11 de janeiro de 2020

Issam Hajali “Mouasalat Ila Jacad El Ard” (Habibi Funk, 2019)


Na voz de Leão, “O Africano”, Amin Maalouf escreveu assim: “Não venho de nenhum país, de nenhuma cidade, de nenhuma tribo. Sou filho da estrada, a minha pátria é a caravana e a minha vida a mais inesperada das travessias.” Podia estar a descrever o périplo deste conterrâneo seu, que, hoje, a partir de Beirute, recorda nestes termos o exílio na capital francesa ao seu editor: “Paris é uma cidade muito difícil para emigrantes. Custou-me muito a adaptar-me.” Estávamos em 1976-77, e Issam Hajali, como milhares de jovens libaneses, improvisava uma fuga à guerra civil e à ocupação militar síria de sacola ao ombro, guitarra na mão e, no bolso, poupanças que se desvalorizavam ao minuto – quando chegou a França, privado de recursos, trabalhou em fábricas e em supermercados e pôs-se a pedir no metro. “Vindo de um cenário de conflito, ao entrar em contacto com uma cultura nova questionava-me incessantemente,” contou em novembro último ao “Bandcamp Daily”, lembrando que no Líbano havia integrado uma banda de prog que adquiriu alguma notoriedade e que em Paris, entre a diáspora, se via cercado por todos os lados de música árabe.
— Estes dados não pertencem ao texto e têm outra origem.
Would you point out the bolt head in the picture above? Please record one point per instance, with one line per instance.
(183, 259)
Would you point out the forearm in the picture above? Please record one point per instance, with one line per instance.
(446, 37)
No apogeu do disco sound, a viver no ocidente, como sempre quis, Issam sentia-se na obrigação de olhar para oriente e de fazer o que menos lhe apetecia – pensar nas suas raízes e no que perdeu, até se dar “um renascimento”, admite.

Não estava só. Na mesma altura, longe dali, em plena era Black Rio, uma mão-cheia de compositores brasileiros chegava de armas e bagagens aos centros de poder para provar que pior do que ser da periferia seria vir da província. Um deles, Fagner, explicou ao diário “O Povo” ao que vinha: “Somos os paraíbas das construções, os paus de arara das feiras de São Cristóvão. Os famintos. Chegámos e enfrentámos isso como se estivéssemos entrando noutro país.” Colecionadores de discos do mundo inteiro perceberão o que vou dizer melhor do que ninguém: se tivesse de arrumar por afinidade este “Mouasalat Ila Jacad El Ard” na prateleira, e para nos ficarmos pelo tal punhado de exemplos, colocá-lo-ia junto a “Espelho Cristalino”, de Alceu Valença, a “Coração Selvagem”, de Belchior, a “A Página do Relâmpago Elétrico”, de Beto Guedes, a “Ganga Brasil”, de Ruy Maurity, e ao homónimo de Geraldo Azevedo; todos lançados no mesmo ano – 1977 – e todos produzidos por gente violentamente possuída pelo desejo de regressar ao lugar de onde veio e, em simultâneo, pela vontade de inventar a todo o custo um sítio que substituísse aquele em que se encontrava – e, nem por acaso, Mouasalat Ila Jacad El Ard” traduz-se por “Viagem para Outro Mundo”. Issam gravou-o num dia só, com franceses, argelinos e iranianos de que já não sabe o nome – canta ao violão sobre as incertezas do seu tempo, com um deambulante címbalo na sua peugada a mostrar-lhe ao que renunciou e, como nos êxitos de então de Demis Roussos ou Joe Dassin, sintetizadores em contraponto a revelarem-lhe aquilo a que aspira. Fez umas cópias, em cassete, e, logo a seguir, as malas. De regresso a Beirute, formou os Ferkat Al Ard e, mais tarde, incapaz de viver da música, abriu uma pequena ourivesaria. Mas a sua maior jóia, essa, só agora se deu a conhecer.